MLOps - spinningideas/resources GitHub Wiki

Machine Learning Operations (MLOps)

MLOps is all the engineering pieces that come together to deploy, run, and train AI models.

MLOps is “a practice for collaboration and communication between data scientists and operations professionals to help manage production ML (or deep learning) lifecycle. Similar to the DevOps or DataOps approaches, MLOps looks to increase automation and improve the quality of production ML while also focusing on business and regulatory requirements.”

https://ml-ops.org/

Providers

iterative.ai
- DVC
- MLEM
neptune.ai
neu.ro
Datarobot
clear.ml
cnvrg.io
Dataiku
Flyte
Iguazio
- allows you to run locally, helps you avoid vendor lock like in Metaflow or Kubeflow, easy to learn and ramp up, deploys everywhere, you can literally run DL experiments and collaborate with your team through the cloud/Argo/Kubeflow/Airflow etc.
JetBrains Datalore
Kubeflow
Metaflow
Paperspace Gradient via https://www.paperspace.com/
seldon.io
Valohai
dagshub
chassis

DVC (Data Version Control)

DVC is built to make ML models shareable and reproducible.

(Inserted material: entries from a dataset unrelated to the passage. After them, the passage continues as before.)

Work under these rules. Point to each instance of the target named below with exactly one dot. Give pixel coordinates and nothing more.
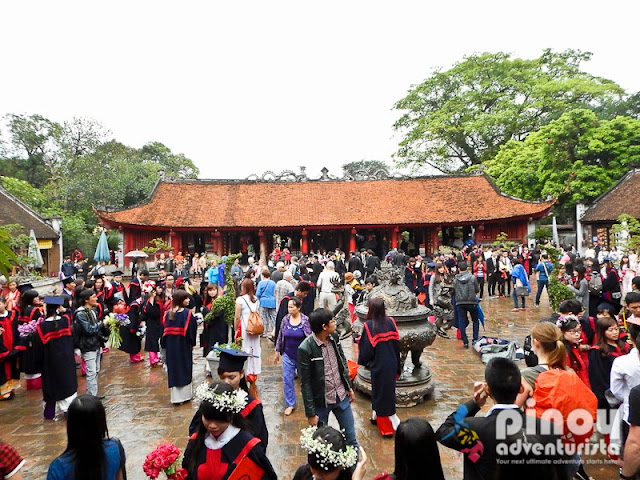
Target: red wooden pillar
(305, 242)
(176, 242)
(263, 245)
(216, 242)
(435, 241)
(394, 237)
(352, 239)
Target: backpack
(255, 325)
(595, 284)
(564, 391)
(530, 358)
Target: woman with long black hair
(231, 372)
(329, 457)
(221, 444)
(30, 310)
(90, 453)
(54, 344)
(152, 312)
(179, 338)
(380, 353)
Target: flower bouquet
(28, 328)
(165, 458)
(114, 322)
(142, 331)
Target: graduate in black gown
(380, 352)
(116, 287)
(152, 312)
(131, 341)
(30, 309)
(9, 371)
(216, 329)
(54, 346)
(178, 339)
(231, 371)
(220, 445)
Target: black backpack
(530, 358)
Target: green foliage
(627, 230)
(372, 168)
(25, 192)
(34, 140)
(558, 292)
(541, 234)
(575, 157)
(227, 302)
(68, 169)
(461, 117)
(8, 257)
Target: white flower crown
(328, 459)
(232, 402)
(565, 319)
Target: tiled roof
(13, 211)
(619, 199)
(432, 200)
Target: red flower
(163, 457)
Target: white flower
(232, 402)
(329, 459)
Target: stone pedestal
(410, 390)
(415, 331)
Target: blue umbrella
(102, 250)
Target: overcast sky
(242, 87)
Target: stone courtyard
(139, 412)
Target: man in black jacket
(503, 445)
(354, 263)
(324, 376)
(373, 262)
(493, 273)
(90, 335)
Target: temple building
(595, 220)
(48, 232)
(255, 214)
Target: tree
(34, 146)
(576, 158)
(367, 168)
(8, 257)
(462, 116)
(173, 165)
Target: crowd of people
(588, 346)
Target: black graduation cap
(607, 306)
(53, 300)
(24, 287)
(232, 360)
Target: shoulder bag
(255, 324)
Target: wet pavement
(140, 414)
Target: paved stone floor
(140, 414)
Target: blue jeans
(463, 321)
(344, 415)
(541, 285)
(288, 374)
(515, 299)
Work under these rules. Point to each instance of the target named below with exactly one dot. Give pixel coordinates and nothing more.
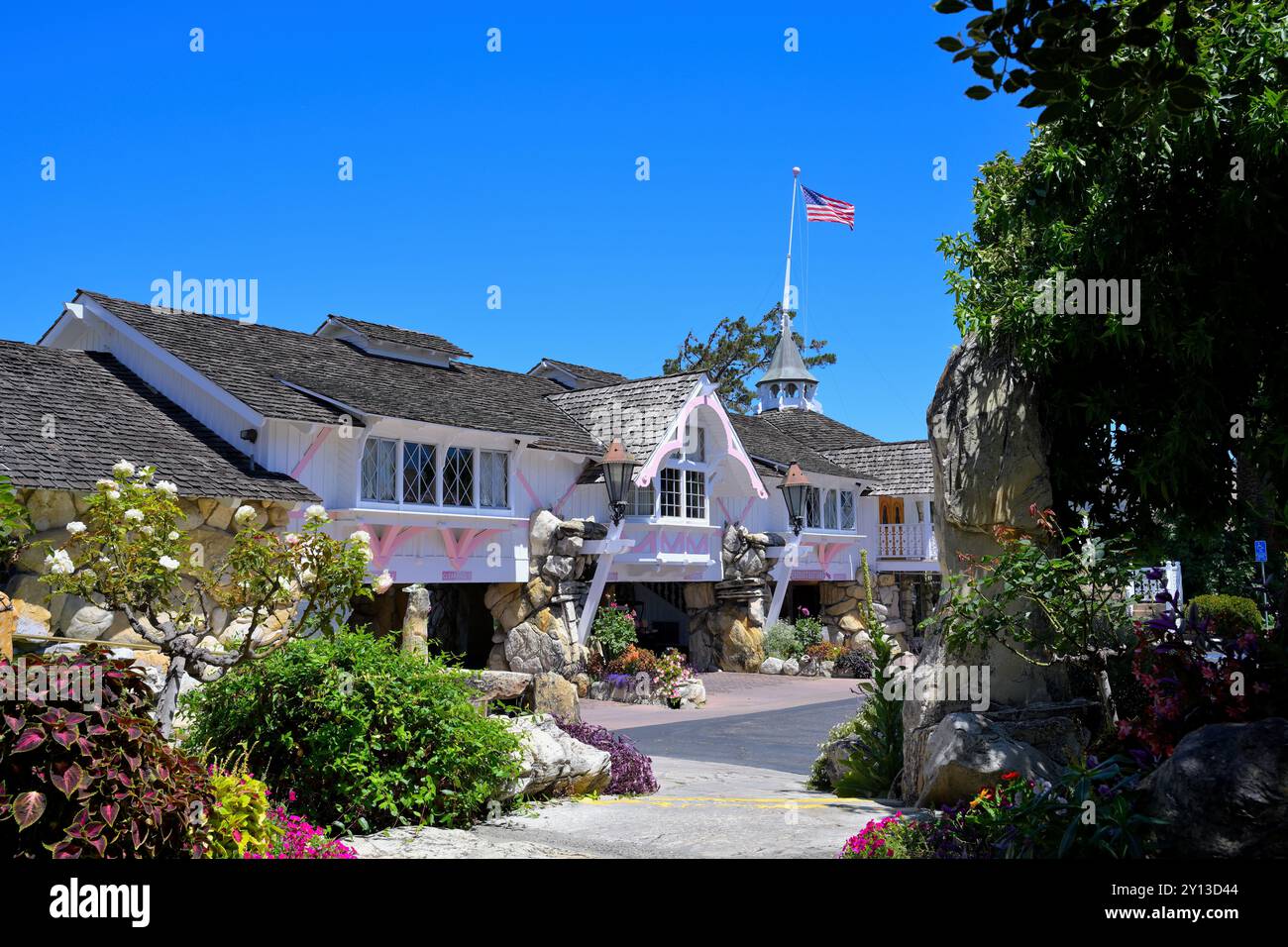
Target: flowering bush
(240, 818)
(296, 838)
(366, 735)
(632, 661)
(614, 629)
(94, 781)
(631, 770)
(130, 556)
(670, 674)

It is designed to handle large files, data sets, machine learning models, and metrics as well as code.

https://dvc.org/

MLEM

MLEM helps you productize your models after the experimentation phase

MLEM is a tool that helps you deploy your ML models. It’s a Python library + Command line tool.

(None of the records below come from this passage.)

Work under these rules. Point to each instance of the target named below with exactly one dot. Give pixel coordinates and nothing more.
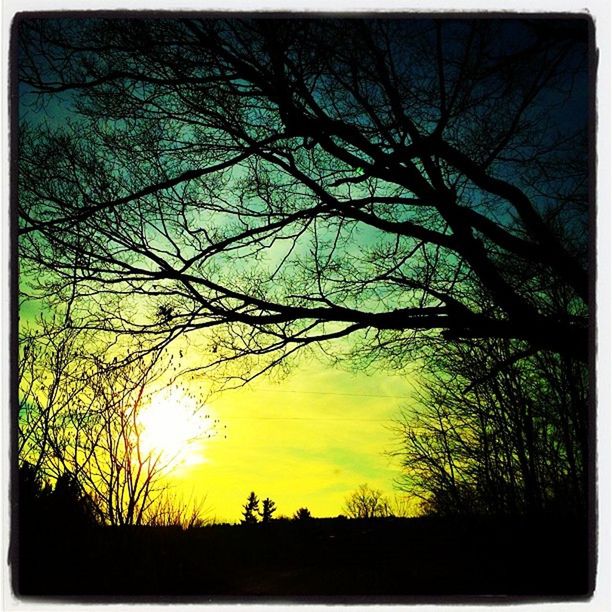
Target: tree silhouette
(250, 510)
(302, 514)
(496, 436)
(367, 503)
(79, 422)
(268, 507)
(286, 183)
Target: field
(326, 559)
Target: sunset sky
(309, 440)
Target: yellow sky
(307, 441)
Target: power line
(320, 419)
(295, 391)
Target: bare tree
(79, 419)
(495, 435)
(268, 508)
(286, 183)
(367, 503)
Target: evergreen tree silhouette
(268, 508)
(251, 510)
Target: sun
(173, 427)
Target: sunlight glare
(174, 426)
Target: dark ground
(324, 558)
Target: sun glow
(174, 427)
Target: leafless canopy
(282, 183)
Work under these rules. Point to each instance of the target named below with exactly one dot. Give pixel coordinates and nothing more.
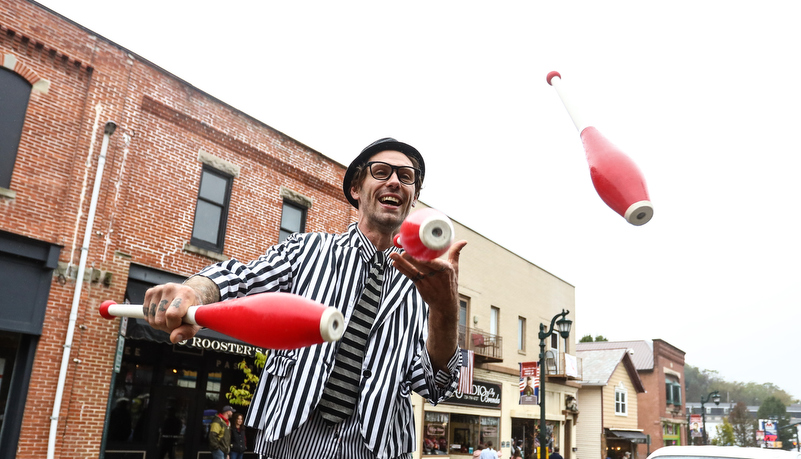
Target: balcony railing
(486, 346)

MLEM can package an ML model into a Docker image or a Python package, and deploy it to, for example, Heroku.

MLEM saves all model metadata to a human-readable text file: Python environment, model methods, model input & output data schema and more.

MLEM helps you turn your Git repository into a Model Registry with features like ML model lifecycle management.

MLEM philosophy is that MLOps tools should be built using the Unix approach - each tool solves a single problem, but solves it very well. MLEM was designed to work hands on hands with Git - it saves all model metadata to a human-readable text files and Git becomes a source of truth for ML models. Model weights file can be stored in the cloud storage using a Data Version Control tool or such - independently of MLEM.

To deploy the model you need to know a lot of things about Python environment (what packages to install with pip), methods (what method should service call), input/output data schema (how to check the incoming data is ok). You could specify that yourself somehow before deploy, but since MLEM model already has all of this written down, MLEM deployment part just uses that information to deploy or build a Docker Image.

Of course, MLEM doesn't reinvent the wheel with deployment. It's just integrated with tools can do that (e.g. Heroku) or export models in a serveable format (e.g. Docker) and provide some machinery to make that deploy/export easy.